Classics We Haven’t Read & Why You Should Read Anna Karenina

Not chatting about books, are they?

These bicyclists aren’t chatting about books, are they?

Bicyclists on a long ride are usually too busy pedaling to chat about books, but during the third hour of a mind-numbing ride into a fierce Nebraska wind, we were so bored that we actually considered the question, “What classics haven’t you read?”

What haven’t I read?  Moby Dick.  I once made it as far as Chapter 42, “The Whiteness of the Whale.” Beautiful writing, but was I just a tad bored?  A tad or two.  My husband’s laudation of Melville’s style, and even the critic Michael Dirda’s contention that Moby Dick is the Great American Novel cannot persuade me to read it.

My favorite book.

My favorite book.

My husband admits he has not read Anna Karenina.   It is one of my favorite books.

Possibly the opening lines of Anna Karenina terrify men.  He denies it.

All happy families are alike; each unhappy family is unhappy in its own way.

All was confusion in the Oblonskys’ house.  The wife had found out that the husband was having an affair with their former French governess, and had announced to the husband that she could not live in the same house with him.

Marriage, families, confusion, adultery.

In addition to exploring the consequences of men’s and women’s infidelities, Tolstoy’s novel is filled with extraordinary scenes that make this a dramatic pageturner (and, yes, I just reread it, in the wonderful award-winning Pevear and Volokhonsky translation).

FIVE SCENES WORTH READING ANNA KARENINA FOR:

1.  BEST ICE-SKATING SCENE.   Levin, a landowner, comes to Moscow to propose to Kitty.  He ice-skates with her and endearingly learns a new trick.

Just then one of the young men, the best of the new skaters, with skates on and a cigarette in his mouth, came out of the coffee room and, taking a short run, went down the steps on his skates, clattering and jumping.  He flew down and, not even changing the free position of his arms, glided away over the ice….

“Ah, that’s a new stunt!” said Levin, and immediately ran up to try it.

Although he stumbles, he skates away laughing, reminding Kitty of what a dear man he is.  Unfortunately, she thinks of him as a brother.
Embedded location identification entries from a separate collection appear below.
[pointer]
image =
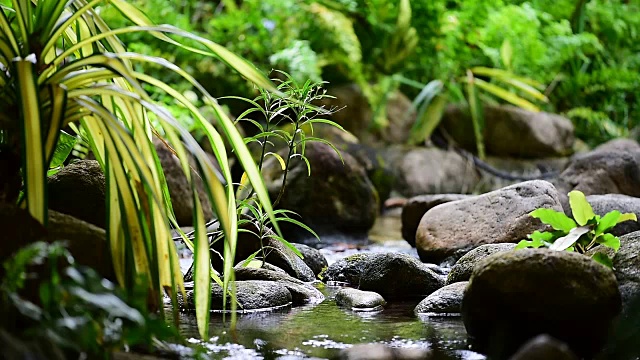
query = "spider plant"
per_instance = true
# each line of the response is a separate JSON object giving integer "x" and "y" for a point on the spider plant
{"x": 62, "y": 66}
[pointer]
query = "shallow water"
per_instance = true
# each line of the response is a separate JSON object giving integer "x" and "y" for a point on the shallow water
{"x": 322, "y": 331}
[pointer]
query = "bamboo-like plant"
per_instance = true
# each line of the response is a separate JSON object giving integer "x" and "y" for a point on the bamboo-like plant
{"x": 62, "y": 66}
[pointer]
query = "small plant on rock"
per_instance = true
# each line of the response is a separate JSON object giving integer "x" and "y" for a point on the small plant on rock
{"x": 587, "y": 231}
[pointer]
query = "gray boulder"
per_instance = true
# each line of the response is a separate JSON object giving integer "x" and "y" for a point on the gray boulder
{"x": 603, "y": 204}
{"x": 601, "y": 172}
{"x": 358, "y": 299}
{"x": 179, "y": 188}
{"x": 301, "y": 293}
{"x": 511, "y": 131}
{"x": 514, "y": 296}
{"x": 445, "y": 301}
{"x": 396, "y": 275}
{"x": 501, "y": 216}
{"x": 626, "y": 264}
{"x": 544, "y": 347}
{"x": 420, "y": 170}
{"x": 79, "y": 190}
{"x": 462, "y": 269}
{"x": 417, "y": 206}
{"x": 251, "y": 295}
{"x": 312, "y": 257}
{"x": 337, "y": 197}
{"x": 393, "y": 275}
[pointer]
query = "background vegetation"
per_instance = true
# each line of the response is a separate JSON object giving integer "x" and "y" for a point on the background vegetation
{"x": 586, "y": 52}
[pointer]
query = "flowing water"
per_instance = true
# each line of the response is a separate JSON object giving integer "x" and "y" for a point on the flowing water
{"x": 322, "y": 331}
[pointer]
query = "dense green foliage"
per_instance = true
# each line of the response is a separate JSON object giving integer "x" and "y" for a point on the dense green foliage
{"x": 587, "y": 231}
{"x": 585, "y": 51}
{"x": 69, "y": 311}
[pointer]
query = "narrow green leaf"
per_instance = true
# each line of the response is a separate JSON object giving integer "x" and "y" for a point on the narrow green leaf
{"x": 202, "y": 278}
{"x": 505, "y": 95}
{"x": 580, "y": 207}
{"x": 34, "y": 161}
{"x": 555, "y": 219}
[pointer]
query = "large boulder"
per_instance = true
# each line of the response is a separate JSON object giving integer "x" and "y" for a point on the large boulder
{"x": 463, "y": 268}
{"x": 416, "y": 207}
{"x": 79, "y": 190}
{"x": 544, "y": 347}
{"x": 392, "y": 275}
{"x": 501, "y": 216}
{"x": 446, "y": 301}
{"x": 603, "y": 204}
{"x": 359, "y": 300}
{"x": 301, "y": 293}
{"x": 179, "y": 188}
{"x": 626, "y": 265}
{"x": 421, "y": 170}
{"x": 337, "y": 197}
{"x": 511, "y": 131}
{"x": 514, "y": 296}
{"x": 251, "y": 295}
{"x": 601, "y": 172}
{"x": 312, "y": 257}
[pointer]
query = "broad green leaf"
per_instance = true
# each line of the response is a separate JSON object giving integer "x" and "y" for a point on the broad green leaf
{"x": 627, "y": 217}
{"x": 555, "y": 219}
{"x": 603, "y": 259}
{"x": 607, "y": 222}
{"x": 580, "y": 207}
{"x": 570, "y": 239}
{"x": 609, "y": 240}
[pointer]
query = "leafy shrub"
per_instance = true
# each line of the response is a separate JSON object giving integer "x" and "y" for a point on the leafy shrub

2.  3.  BEST ILLICIT ATTRACTION SCENE AT A BALL (OH, JANE AUSTEN, IF ONLY YOU’D KNOWN…).   Anna Karenina comes to Moscow to heal the rift between her brother Stiva and his wife, Dolly:  by chance she meets Kitty’s new boyfriend, Vronsky, at the train station. He is very attracted.  At the ball at which Kitty expects him to propose, he dances almost exclusively with Anna.

Each time he spoke with Anna, her eyes flashed with a joyful light and a smile of happiness curved her red lips.  She seemed to be struggling with herself to keep these signs of joy from showing, yet they appeared on her face of themselves.  “‘But what about him?’ Kitty looked at him and was horrified.  What portrayed itself so clearly in the mirror of Anna’s face, she also saw in him.

3. SOLACE WHEN YOU’RE DUMPED.  Kitty has a nervous breakdown when Vronsky leaves Moscow to pursue Anna Karenina to Petersburg.

Her sister Dolly tries to comfort Kitty.

Come now, Kitty.   Can you really think I don’t know?  I know everything.  And believe me, it’s nothing…  We’ve all gone through it.”

But poor Kitty has not gone through it yet.

4.  MOST TRAGIC HORSE-RACING SCENE.  Before Vronsky rides in a steeplechase race, his mother and brother object to his scandalous passion for the married Anna (they would prefer him to have a chic, light affair), and Anna tells him she is pregnant.  During the race, his mistreatment of the horse, Frou-Frou, leads to her death, and foreshadows Anna’s fate.

5.  MOST AGONIZING FALLEN-WOMAN-REJECTED SCENE.  After Anna and Vronsky live together in Europe, she refuses to believe that Petersburg society will ostracize her.  She goes to the theater, and is publicly humiliated.

He knew she had gathered her last forces in order to maintain the role she had taken upon herself.  And in this role of ostensible calm she succeeded fully.  People who did not know her and her circle, and who had not heard all the expressions of commiseration, indignation and astonishment from women that she should allow herself to appear in society and to appear so conspicuously in her lace attire and in all her beauty, admired the calm and beauty of this woman and did not suspect that she was experiencing the feelings of a person in the pillory.

A brilliant book, a tragedy, but also with many joyous scenes of love and family life (which I haven’t included here).  No one wrote better than Tolstoy.